Im Übrigen wird hinsichtlich der Verfügbarkeit von Wohnraum zu diesem Höchstbetrag im hier maßgeblichen Zeitraum auf die Begründung des Beschlusses der Kammer im einstweiligen Rechtsschutzverfahrens zwischen den Beteiligten zum Aktenzeichen S 25 AS 145/06 ER (Beschluss vom 23. März 2006, bestätigend Landessozialgericht Niedersachsen-Bremen , Beschluss vom 04. Oktober 2006, - L 8 AS 185/06 ER) Bezug genommen (S. 7 des Entscheidungsabdrucks).
b) Ein höherer Anspruch ergibt sich auch nicht aus § 22 Abs. 1 S. 2 SGB II. Denn entgegen der Auffassung des Klägers greift auch für den streitigen Zeitraum die befristete Bestandsschutzregelung des § 22 Abs. 1 S. 2 letzter Halbsatz SGB II nicht ein. Danach sind die Aufwendungen für die Unterkunft, soweit sie den der Besonderheit des Einzelfalles angemessenen Umfang übersteigen, als Bedarf der Bedarfsgemeinschaft solange zu berücksichtigten, wie es der Bedarfsgemeinschaft nicht möglich oder nicht zuzumuten ist, durch einen Wohnungswechsel, durch Vermieten oder auf andere Weise die Aufwendungen zu senken, in der Regel jedoch längstens für 6 Monate. Diese Voraussetzungen liegen jedoch schon deshalb nicht vor, weil der Kläger ohne vorherige Zusicherung in eine unangemessen große und teure Wohnung eingezogen ist. Bei dieser Sachverhaltskonstellation ist eine Kostensenkungsaufforderung nicht geboten oder gar erforderlich.
4. Die übrigen Leistungsvoraussetzungen für eine Leistungsverpflichtung der Beklagten liegen vor. Gemäß § 7 Abs. 2 S. 1 SGB II erhalten Leistungen nach diesem Gesetz Personen, die das 15. Lebensjahr vollendet und das 65. Lebensjahr noch nicht vollendet haben, erwerbsfähig und hilfebedürftig sind sowie ihren gewöhnlichen Aufenthalt im Bundesgebiet haben. Diese Voraussetzungen hat der Kläger entsprechend den Angaben in seinem Leistungsantrag erfüllt.
5. Einen höheren Anspruch auf Leistungen nach § 24 SGB II hat der Kläger zuletzt nicht mehr geltend gemacht. Insoweit ist die Leistungsgewährung im Übrigen auch nicht zu beanstanden.
6. Die Kostenentscheidung beruht auf § 193 Abs. 1 S. 1 SGG. Maßgeblich ist dabei gewesen, dass die Klage lediglich in Bezug auf die Kostenquote im Widerspruchsverfahren (teilweise) Erfolg hatte.
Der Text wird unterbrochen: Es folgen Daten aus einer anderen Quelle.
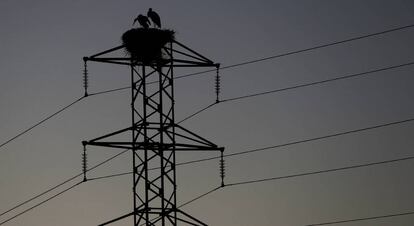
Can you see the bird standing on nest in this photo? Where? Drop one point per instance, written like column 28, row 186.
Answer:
column 143, row 20
column 156, row 20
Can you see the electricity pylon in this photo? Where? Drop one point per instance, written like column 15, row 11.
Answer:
column 155, row 136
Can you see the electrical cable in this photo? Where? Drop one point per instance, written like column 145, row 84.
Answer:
column 282, row 54
column 280, row 145
column 188, row 202
column 41, row 203
column 197, row 112
column 363, row 219
column 41, row 122
column 55, row 187
column 320, row 82
column 183, row 76
column 321, row 171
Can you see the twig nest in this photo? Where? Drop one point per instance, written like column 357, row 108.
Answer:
column 145, row 44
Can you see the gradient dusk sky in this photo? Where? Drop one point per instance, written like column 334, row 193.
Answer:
column 42, row 43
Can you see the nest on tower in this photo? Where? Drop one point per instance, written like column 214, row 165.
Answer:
column 145, row 44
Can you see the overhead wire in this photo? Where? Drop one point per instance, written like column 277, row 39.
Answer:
column 41, row 122
column 188, row 75
column 55, row 187
column 302, row 141
column 289, row 53
column 364, row 219
column 41, row 203
column 320, row 82
column 321, row 171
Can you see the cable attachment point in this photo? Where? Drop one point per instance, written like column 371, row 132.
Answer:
column 222, row 167
column 84, row 162
column 217, row 85
column 85, row 76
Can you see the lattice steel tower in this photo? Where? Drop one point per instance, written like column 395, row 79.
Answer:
column 155, row 136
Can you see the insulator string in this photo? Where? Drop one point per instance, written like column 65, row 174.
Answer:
column 84, row 162
column 222, row 167
column 217, row 85
column 85, row 77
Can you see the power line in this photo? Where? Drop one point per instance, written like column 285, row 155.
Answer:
column 41, row 203
column 322, row 171
column 41, row 122
column 188, row 202
column 282, row 54
column 378, row 126
column 53, row 188
column 197, row 112
column 90, row 169
column 320, row 82
column 364, row 219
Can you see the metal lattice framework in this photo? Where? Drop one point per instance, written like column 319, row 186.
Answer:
column 155, row 136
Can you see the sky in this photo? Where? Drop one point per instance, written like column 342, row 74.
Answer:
column 42, row 44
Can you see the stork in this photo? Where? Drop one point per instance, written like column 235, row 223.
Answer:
column 156, row 20
column 142, row 20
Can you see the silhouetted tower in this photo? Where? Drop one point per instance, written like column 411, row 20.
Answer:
column 155, row 136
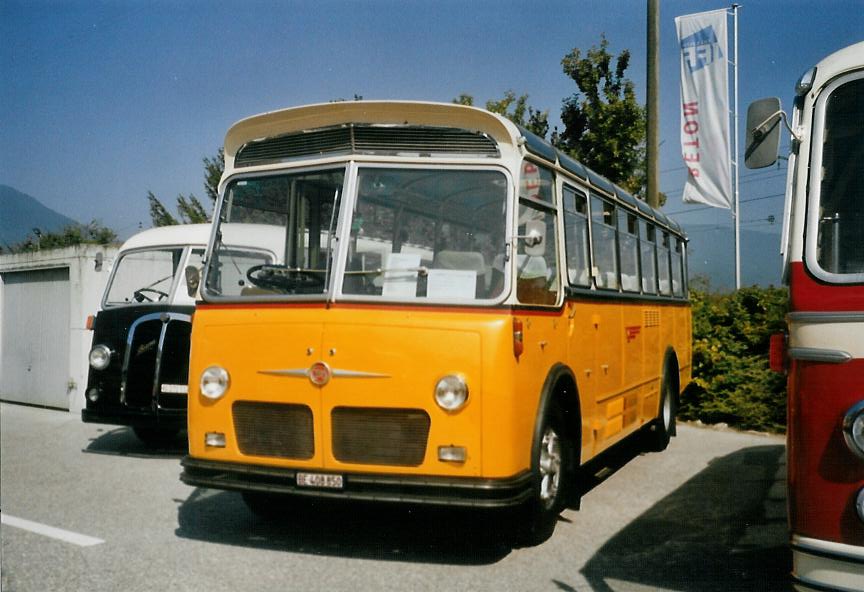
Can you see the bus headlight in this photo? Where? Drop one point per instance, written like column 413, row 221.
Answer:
column 451, row 392
column 859, row 504
column 214, row 382
column 100, row 357
column 853, row 429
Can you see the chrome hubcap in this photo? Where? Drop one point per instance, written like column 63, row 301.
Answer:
column 550, row 466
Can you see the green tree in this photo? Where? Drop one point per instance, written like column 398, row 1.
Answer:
column 732, row 382
column 604, row 124
column 159, row 215
column 74, row 234
column 190, row 209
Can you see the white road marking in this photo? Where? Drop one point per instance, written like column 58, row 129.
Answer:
column 82, row 540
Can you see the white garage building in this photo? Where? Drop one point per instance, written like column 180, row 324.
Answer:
column 45, row 298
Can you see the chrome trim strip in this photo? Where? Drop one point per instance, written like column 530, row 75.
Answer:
column 815, row 354
column 304, row 372
column 828, row 548
column 825, row 317
column 356, row 374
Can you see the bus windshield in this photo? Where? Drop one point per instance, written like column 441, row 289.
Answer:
column 143, row 277
column 419, row 234
column 841, row 203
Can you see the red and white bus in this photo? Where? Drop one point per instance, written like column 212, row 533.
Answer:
column 823, row 353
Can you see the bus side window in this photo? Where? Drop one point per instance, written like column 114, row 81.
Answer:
column 628, row 243
column 677, row 254
column 663, row 264
column 576, row 237
column 536, row 274
column 605, row 244
column 647, row 236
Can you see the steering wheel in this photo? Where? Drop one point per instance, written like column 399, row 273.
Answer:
column 283, row 278
column 141, row 297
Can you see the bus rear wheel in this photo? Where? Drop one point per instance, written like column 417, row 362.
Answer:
column 661, row 430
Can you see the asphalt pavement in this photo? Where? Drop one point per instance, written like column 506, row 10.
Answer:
column 87, row 507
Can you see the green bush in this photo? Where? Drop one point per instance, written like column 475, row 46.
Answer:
column 732, row 382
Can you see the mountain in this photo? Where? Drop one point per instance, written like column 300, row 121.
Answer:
column 21, row 213
column 711, row 255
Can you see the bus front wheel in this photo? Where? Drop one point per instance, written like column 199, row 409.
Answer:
column 550, row 463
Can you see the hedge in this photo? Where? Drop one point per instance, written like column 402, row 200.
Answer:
column 732, row 382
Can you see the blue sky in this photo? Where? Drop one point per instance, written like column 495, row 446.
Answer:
column 101, row 102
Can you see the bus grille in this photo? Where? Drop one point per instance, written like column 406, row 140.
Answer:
column 380, row 436
column 274, row 429
column 368, row 139
column 141, row 361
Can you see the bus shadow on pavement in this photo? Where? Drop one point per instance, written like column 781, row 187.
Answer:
column 346, row 529
column 723, row 530
column 122, row 441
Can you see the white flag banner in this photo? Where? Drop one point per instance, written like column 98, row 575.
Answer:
column 705, row 108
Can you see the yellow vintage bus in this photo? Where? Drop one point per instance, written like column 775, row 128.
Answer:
column 459, row 314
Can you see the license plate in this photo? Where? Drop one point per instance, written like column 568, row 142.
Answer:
column 177, row 389
column 319, row 480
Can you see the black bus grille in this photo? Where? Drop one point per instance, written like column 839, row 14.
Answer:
column 157, row 353
column 274, row 429
column 378, row 436
column 141, row 363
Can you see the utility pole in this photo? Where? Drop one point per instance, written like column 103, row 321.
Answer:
column 652, row 142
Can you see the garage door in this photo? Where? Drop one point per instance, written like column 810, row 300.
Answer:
column 34, row 357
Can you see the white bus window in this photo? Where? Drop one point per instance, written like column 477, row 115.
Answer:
column 537, row 267
column 143, row 277
column 663, row 264
column 628, row 243
column 677, row 256
column 576, row 234
column 647, row 236
column 605, row 246
column 536, row 182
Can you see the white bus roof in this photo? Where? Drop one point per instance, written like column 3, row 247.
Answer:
column 321, row 115
column 848, row 58
column 260, row 236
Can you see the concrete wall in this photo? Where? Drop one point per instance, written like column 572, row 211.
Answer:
column 87, row 279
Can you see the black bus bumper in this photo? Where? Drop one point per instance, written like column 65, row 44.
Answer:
column 409, row 489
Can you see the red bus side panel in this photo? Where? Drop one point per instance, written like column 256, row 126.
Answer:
column 824, row 475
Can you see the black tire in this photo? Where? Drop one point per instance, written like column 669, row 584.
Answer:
column 156, row 437
column 661, row 430
column 551, row 465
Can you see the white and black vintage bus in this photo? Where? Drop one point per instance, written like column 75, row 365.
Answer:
column 139, row 360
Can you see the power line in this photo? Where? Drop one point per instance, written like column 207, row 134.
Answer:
column 699, row 209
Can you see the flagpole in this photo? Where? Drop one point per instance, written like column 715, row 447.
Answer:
column 737, row 212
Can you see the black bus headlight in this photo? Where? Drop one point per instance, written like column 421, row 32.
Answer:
column 100, row 357
column 853, row 429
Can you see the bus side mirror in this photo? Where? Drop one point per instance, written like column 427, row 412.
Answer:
column 535, row 235
column 763, row 133
column 193, row 280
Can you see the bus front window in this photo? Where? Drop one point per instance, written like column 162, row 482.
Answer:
column 841, row 204
column 430, row 234
column 143, row 277
column 292, row 215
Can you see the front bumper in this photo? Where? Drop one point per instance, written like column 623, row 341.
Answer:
column 139, row 419
column 824, row 565
column 441, row 491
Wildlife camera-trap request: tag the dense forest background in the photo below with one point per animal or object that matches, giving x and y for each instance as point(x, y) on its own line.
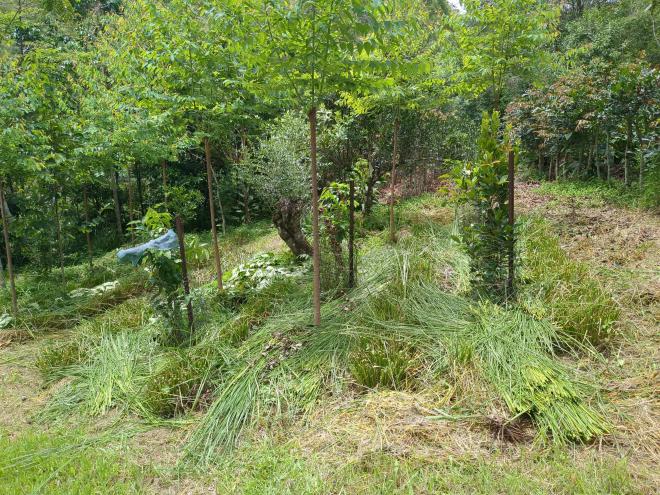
point(107, 105)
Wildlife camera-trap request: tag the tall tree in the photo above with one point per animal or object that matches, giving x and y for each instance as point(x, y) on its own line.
point(305, 51)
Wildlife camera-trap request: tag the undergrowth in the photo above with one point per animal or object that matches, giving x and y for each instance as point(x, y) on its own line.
point(556, 287)
point(256, 359)
point(615, 192)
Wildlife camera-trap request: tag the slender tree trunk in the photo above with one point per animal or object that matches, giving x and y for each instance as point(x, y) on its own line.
point(316, 237)
point(10, 263)
point(246, 204)
point(628, 145)
point(88, 234)
point(178, 222)
point(596, 157)
point(131, 216)
point(608, 158)
point(222, 210)
point(163, 167)
point(369, 194)
point(550, 167)
point(351, 234)
point(115, 197)
point(3, 283)
point(395, 160)
point(60, 246)
point(214, 229)
point(641, 154)
point(138, 179)
point(511, 243)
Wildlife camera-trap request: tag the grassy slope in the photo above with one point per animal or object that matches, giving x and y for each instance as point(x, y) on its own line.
point(379, 442)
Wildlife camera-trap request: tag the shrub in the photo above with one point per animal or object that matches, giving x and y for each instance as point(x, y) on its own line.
point(562, 289)
point(483, 185)
point(178, 383)
point(382, 363)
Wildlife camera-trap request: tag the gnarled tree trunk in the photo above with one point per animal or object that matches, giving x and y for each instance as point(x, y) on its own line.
point(287, 220)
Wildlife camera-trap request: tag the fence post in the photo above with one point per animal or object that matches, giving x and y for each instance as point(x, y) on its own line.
point(184, 269)
point(351, 234)
point(511, 242)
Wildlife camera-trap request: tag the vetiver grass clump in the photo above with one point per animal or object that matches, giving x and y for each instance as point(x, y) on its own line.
point(556, 287)
point(514, 354)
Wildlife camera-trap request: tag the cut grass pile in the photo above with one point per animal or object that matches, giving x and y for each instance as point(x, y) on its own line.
point(63, 463)
point(409, 321)
point(563, 290)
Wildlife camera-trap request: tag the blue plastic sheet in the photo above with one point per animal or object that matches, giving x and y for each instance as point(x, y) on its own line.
point(163, 243)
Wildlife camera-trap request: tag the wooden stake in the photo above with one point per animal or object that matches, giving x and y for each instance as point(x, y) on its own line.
point(351, 234)
point(10, 263)
point(184, 269)
point(115, 197)
point(88, 234)
point(395, 160)
point(60, 247)
point(316, 244)
point(214, 229)
point(511, 242)
point(163, 166)
point(3, 283)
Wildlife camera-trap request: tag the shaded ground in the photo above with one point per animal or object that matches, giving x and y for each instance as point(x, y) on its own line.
point(390, 442)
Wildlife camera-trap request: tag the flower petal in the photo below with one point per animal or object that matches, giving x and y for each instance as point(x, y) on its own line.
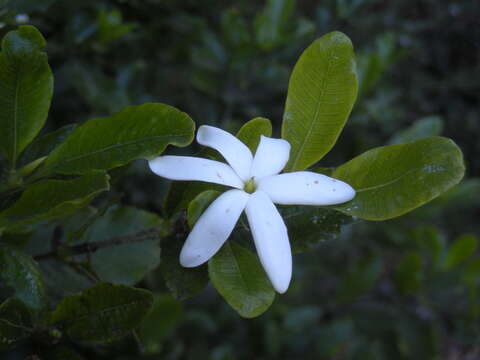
point(270, 158)
point(195, 169)
point(271, 240)
point(306, 188)
point(213, 228)
point(237, 154)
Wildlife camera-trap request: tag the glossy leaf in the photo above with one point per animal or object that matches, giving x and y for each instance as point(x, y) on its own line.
point(19, 272)
point(251, 132)
point(26, 88)
point(50, 199)
point(103, 313)
point(393, 180)
point(321, 94)
point(461, 249)
point(239, 277)
point(42, 146)
point(136, 132)
point(181, 193)
point(182, 282)
point(15, 323)
point(310, 226)
point(128, 263)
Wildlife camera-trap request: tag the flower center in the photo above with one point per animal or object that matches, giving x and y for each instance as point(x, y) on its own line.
point(250, 186)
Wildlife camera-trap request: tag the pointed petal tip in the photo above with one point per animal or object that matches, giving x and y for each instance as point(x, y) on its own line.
point(189, 260)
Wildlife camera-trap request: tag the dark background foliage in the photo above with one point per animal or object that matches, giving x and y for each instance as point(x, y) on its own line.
point(392, 290)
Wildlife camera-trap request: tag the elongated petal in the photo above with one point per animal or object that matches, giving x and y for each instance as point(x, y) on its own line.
point(271, 240)
point(270, 158)
point(306, 188)
point(237, 154)
point(213, 228)
point(195, 169)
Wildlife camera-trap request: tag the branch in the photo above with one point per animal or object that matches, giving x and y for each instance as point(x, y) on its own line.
point(144, 235)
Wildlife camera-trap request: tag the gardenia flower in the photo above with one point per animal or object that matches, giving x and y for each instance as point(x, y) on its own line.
point(257, 186)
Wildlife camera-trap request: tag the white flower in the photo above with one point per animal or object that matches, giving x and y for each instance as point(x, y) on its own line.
point(257, 186)
point(22, 18)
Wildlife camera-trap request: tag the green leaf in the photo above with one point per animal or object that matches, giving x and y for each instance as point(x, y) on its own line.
point(408, 275)
point(128, 263)
point(103, 313)
point(162, 320)
point(239, 277)
point(136, 132)
point(181, 281)
point(42, 146)
point(19, 272)
point(26, 88)
point(321, 93)
point(198, 205)
point(425, 127)
point(309, 226)
point(393, 180)
point(50, 199)
point(251, 132)
point(271, 24)
point(15, 323)
point(461, 249)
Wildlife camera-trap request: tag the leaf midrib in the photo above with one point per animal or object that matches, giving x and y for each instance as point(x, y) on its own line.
point(374, 187)
point(315, 116)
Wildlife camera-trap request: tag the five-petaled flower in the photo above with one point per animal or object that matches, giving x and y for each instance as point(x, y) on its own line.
point(257, 186)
7. Gerichtskosten werden in Verfahren dieser Art nicht erhoben.
8. Die Beteiligten können dieses Urteil - wegen der Unterschreitung der Berufungssumme - nicht mit der Berufung anfechten. Ein Grund für die Zulassung der Berufung gemäß § 144 Abs. 2 SGG liegt nicht vor, insbesondere hat die Rechtssache keine grundsätzliche Bedeutung, ferner weicht dieses Urteil nicht von höchstrichterlichen Entscheidungen ab.